DEN HAAG - Perwakilan Palestina pada Senin meminta hakim di pengadilan tertinggi PBB untuk menyatakan pendudukan Israel atas wilayah mereka ilegal, dengan mengatakan pendapat penasihat mereka dapat berkontribusi pada solusi dua negara dan perdamaian abadi.
Permintaan tersebut disampaikan pada pembukaan sidang selama seminggu di Mahkamah Internasional (ICJ) di Den Haag. Majelis Umum PBB meminta pendapat yang bersifat nasihat, atau tidak mengikat, mengenai pendudukan pada tahun 2022. Lebih dari 50 negara akan menyampaikan argumen hingga 26 Februari.
“Kami meminta Anda untuk mengkonfirmasi bahwa kehadiran Israel di wilayah Palestina yang diduduki adalah ilegal,” kata Riad Mansour, perwakilan Palestina untuk PBB, dalam pidatonya yang suaranya serak dan dia menitikkan air mata.
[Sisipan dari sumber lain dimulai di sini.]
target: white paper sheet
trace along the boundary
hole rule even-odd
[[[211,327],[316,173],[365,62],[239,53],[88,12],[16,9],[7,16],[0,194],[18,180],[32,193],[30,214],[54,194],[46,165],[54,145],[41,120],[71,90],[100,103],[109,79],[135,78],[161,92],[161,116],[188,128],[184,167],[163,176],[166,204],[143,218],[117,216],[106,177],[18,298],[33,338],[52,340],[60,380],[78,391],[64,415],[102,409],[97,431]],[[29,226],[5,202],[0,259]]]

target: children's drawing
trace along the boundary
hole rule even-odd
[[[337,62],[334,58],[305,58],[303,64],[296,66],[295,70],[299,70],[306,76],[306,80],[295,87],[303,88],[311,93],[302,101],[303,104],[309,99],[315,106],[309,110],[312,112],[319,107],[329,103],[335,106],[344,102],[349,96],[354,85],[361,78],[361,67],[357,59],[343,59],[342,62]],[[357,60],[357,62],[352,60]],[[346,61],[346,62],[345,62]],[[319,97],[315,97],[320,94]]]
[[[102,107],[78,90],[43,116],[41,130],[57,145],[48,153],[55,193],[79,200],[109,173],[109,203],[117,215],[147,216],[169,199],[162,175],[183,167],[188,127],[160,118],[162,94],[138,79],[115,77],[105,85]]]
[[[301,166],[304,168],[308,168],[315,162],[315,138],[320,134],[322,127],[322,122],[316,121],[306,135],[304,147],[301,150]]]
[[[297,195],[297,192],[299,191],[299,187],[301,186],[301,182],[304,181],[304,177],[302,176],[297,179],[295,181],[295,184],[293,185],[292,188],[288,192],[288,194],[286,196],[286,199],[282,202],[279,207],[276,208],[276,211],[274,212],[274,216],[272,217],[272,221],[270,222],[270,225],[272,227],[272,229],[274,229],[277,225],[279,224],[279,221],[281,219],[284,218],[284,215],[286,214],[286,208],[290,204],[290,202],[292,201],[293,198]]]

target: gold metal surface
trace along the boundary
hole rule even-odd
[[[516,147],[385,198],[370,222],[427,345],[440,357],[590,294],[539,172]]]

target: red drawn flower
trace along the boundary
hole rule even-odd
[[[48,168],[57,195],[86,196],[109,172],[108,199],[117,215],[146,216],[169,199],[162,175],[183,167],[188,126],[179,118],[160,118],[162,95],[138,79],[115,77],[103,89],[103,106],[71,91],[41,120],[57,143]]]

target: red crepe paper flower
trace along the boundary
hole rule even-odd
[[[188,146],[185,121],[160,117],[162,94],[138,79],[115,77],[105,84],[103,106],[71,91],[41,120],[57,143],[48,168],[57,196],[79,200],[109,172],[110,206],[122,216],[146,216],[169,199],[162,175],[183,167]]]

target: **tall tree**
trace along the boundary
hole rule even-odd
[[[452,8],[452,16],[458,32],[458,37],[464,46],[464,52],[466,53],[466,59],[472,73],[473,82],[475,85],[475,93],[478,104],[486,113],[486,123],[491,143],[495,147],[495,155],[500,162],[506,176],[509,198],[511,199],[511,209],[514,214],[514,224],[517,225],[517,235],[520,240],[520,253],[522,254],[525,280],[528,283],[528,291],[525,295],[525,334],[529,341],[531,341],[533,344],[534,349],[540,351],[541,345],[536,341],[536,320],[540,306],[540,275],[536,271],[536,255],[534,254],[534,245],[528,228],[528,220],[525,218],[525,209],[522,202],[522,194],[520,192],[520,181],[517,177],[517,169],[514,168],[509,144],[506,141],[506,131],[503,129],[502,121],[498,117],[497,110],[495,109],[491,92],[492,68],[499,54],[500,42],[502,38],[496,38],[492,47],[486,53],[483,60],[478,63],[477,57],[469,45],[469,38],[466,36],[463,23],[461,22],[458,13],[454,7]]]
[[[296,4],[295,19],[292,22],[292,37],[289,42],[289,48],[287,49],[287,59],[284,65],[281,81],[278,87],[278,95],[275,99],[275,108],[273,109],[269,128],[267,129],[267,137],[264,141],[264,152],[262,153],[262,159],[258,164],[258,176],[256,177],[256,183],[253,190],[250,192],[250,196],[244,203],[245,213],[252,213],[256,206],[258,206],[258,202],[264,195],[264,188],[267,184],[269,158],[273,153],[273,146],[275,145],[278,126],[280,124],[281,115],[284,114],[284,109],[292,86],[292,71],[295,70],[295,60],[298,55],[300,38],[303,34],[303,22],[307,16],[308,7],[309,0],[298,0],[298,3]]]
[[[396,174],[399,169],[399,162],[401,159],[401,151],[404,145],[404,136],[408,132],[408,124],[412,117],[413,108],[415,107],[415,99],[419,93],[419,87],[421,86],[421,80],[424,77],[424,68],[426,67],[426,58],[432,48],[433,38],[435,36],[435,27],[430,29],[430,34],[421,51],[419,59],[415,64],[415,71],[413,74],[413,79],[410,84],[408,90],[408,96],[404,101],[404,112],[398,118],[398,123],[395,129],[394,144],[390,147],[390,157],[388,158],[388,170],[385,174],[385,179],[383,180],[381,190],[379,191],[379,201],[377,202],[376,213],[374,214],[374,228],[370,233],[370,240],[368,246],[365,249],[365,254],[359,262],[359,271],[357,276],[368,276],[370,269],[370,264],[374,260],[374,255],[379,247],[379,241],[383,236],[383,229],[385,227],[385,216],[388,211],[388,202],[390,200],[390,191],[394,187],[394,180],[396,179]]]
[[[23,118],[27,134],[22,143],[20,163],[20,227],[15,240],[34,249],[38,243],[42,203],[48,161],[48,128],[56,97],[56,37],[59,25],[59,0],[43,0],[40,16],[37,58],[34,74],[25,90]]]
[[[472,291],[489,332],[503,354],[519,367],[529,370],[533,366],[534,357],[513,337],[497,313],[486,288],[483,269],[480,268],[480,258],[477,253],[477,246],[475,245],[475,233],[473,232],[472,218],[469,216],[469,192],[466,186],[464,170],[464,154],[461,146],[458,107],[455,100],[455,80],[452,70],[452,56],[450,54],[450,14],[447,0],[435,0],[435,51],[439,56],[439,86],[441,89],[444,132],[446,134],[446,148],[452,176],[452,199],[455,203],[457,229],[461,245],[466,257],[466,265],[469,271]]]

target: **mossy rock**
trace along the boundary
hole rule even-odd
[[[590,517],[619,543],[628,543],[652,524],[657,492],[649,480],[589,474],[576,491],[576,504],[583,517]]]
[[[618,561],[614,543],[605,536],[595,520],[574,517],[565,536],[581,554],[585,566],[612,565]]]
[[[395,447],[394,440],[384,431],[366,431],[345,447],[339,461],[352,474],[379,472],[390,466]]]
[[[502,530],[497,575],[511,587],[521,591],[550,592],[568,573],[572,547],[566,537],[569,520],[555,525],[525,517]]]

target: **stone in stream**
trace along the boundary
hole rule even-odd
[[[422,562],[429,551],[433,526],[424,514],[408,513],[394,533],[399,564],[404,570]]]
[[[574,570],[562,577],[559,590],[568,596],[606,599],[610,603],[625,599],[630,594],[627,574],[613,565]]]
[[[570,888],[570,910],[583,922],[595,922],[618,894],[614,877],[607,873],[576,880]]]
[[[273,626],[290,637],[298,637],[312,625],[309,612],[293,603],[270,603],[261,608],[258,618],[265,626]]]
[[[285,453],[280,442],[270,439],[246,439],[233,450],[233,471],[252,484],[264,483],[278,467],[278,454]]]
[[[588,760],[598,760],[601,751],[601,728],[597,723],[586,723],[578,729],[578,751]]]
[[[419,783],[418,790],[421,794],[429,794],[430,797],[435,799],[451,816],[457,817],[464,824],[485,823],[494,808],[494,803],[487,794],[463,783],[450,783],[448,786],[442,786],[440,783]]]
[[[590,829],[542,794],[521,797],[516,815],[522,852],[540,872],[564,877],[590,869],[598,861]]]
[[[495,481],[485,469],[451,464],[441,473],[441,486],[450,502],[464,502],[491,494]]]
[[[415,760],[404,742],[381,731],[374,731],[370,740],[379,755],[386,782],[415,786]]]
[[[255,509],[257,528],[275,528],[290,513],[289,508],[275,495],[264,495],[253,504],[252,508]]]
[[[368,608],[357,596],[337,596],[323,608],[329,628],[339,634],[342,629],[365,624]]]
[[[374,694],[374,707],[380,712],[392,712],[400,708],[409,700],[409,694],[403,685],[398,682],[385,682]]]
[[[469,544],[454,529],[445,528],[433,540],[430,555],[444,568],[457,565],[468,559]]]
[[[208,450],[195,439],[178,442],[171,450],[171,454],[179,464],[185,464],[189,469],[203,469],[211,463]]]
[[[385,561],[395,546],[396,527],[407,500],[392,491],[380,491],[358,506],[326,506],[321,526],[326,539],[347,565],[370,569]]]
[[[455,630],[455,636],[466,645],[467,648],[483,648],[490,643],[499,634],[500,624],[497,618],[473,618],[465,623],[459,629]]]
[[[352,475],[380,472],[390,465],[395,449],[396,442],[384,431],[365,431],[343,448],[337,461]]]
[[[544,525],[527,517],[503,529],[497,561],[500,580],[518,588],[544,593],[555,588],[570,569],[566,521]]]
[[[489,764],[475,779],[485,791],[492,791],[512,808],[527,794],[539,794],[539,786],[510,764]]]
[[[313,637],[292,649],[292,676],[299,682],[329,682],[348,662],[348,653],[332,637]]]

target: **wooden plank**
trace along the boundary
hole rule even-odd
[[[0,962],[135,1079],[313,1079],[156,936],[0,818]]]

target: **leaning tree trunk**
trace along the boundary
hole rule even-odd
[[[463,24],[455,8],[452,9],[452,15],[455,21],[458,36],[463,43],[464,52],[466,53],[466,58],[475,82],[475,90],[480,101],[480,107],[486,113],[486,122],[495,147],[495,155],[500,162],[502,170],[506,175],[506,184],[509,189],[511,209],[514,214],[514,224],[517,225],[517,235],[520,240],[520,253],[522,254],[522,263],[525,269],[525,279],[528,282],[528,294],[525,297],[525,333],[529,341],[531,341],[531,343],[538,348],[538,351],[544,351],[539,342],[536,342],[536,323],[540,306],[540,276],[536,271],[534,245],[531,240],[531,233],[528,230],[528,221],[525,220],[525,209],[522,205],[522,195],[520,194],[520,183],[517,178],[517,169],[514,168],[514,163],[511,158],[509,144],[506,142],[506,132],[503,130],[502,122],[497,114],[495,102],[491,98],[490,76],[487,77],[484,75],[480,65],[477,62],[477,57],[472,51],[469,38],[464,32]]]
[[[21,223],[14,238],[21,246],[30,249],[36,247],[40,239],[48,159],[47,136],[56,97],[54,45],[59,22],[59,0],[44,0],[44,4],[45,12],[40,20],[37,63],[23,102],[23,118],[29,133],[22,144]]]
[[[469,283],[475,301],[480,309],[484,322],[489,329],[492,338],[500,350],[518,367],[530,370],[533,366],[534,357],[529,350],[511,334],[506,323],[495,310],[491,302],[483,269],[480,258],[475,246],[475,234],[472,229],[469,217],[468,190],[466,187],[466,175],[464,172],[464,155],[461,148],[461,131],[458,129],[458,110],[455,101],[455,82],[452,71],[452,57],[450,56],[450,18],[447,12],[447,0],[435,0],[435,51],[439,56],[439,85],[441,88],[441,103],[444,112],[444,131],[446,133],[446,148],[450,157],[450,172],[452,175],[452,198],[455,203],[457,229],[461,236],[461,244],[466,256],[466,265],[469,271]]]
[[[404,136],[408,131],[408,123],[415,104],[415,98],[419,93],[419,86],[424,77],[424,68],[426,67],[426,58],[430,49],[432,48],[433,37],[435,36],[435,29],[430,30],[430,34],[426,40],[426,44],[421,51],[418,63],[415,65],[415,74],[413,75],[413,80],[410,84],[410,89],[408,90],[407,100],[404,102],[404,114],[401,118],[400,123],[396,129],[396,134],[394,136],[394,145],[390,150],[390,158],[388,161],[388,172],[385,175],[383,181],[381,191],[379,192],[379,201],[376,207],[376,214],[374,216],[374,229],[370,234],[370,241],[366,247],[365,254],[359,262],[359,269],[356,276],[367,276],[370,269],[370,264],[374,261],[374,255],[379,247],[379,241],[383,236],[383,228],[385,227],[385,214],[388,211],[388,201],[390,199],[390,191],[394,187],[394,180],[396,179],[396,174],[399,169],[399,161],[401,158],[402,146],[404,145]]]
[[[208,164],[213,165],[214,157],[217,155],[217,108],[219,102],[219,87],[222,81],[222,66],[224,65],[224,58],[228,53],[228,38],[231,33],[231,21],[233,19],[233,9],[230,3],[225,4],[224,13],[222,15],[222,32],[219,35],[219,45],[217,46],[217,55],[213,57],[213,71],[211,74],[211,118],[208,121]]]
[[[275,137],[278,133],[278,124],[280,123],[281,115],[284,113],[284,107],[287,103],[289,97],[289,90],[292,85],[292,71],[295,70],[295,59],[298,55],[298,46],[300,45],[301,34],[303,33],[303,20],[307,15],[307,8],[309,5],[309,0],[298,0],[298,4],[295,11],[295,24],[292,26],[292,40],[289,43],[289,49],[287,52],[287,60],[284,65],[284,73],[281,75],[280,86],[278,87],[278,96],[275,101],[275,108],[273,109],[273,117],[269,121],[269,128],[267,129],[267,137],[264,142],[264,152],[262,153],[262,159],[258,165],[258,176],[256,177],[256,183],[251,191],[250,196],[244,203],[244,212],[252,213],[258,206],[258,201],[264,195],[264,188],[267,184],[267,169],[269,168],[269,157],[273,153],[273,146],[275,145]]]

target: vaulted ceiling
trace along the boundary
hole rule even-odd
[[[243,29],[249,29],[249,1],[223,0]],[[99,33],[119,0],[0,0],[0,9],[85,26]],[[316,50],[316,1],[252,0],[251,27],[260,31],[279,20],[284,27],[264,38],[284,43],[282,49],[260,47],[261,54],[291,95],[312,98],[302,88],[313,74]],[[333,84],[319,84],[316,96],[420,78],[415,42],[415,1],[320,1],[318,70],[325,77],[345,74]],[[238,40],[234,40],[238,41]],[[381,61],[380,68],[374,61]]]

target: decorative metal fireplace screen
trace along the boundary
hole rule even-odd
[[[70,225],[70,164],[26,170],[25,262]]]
"Temuan dari pengadilan terhormat ini...akan berkontribusi untuk segera mengakhiri (pendudukan), membuka jalan menuju perdamaian yang adil dan abadi," katanya. “Masa depan di mana tidak ada warga Palestina dan Israel yang terbunuh. Masa depan di mana dua negara hidup berdampingan dalam perdamaian dan keamanan.”
Gelombang kekerasan terbaru di Gaza, yang dipicu oleh serangan Hamas di Israel pada 7 Oktober, telah memperumit keluhan yang sudah mengakar di Timur Tengah dan merusak upaya untuk menemukan jalan menuju perdamaian.
Panel beranggotakan 15 hakim ICJ telah diminta untuk meninjau “pendudukan, pemukiman dan aneksasi Israel… termasuk langkah-langkah yang bertujuan mengubah komposisi demografis, karakter dan status Kota Suci Yerusalem, dan penerapan undang-undang dan tindakan diskriminatif terkait."
Israel tidak menghadiri persidangan namun mengirimkan pernyataan tertulis setebal 5 halaman yang diterbitkan oleh pengadilan pada hari Senin yang menyatakan bahwa pendapat yang bersifat nasihat akan "berbahaya" bagi upaya penyelesaian konflik karena pertanyaan yang diajukan oleh Majelis Umum PBB bersifat prasangka.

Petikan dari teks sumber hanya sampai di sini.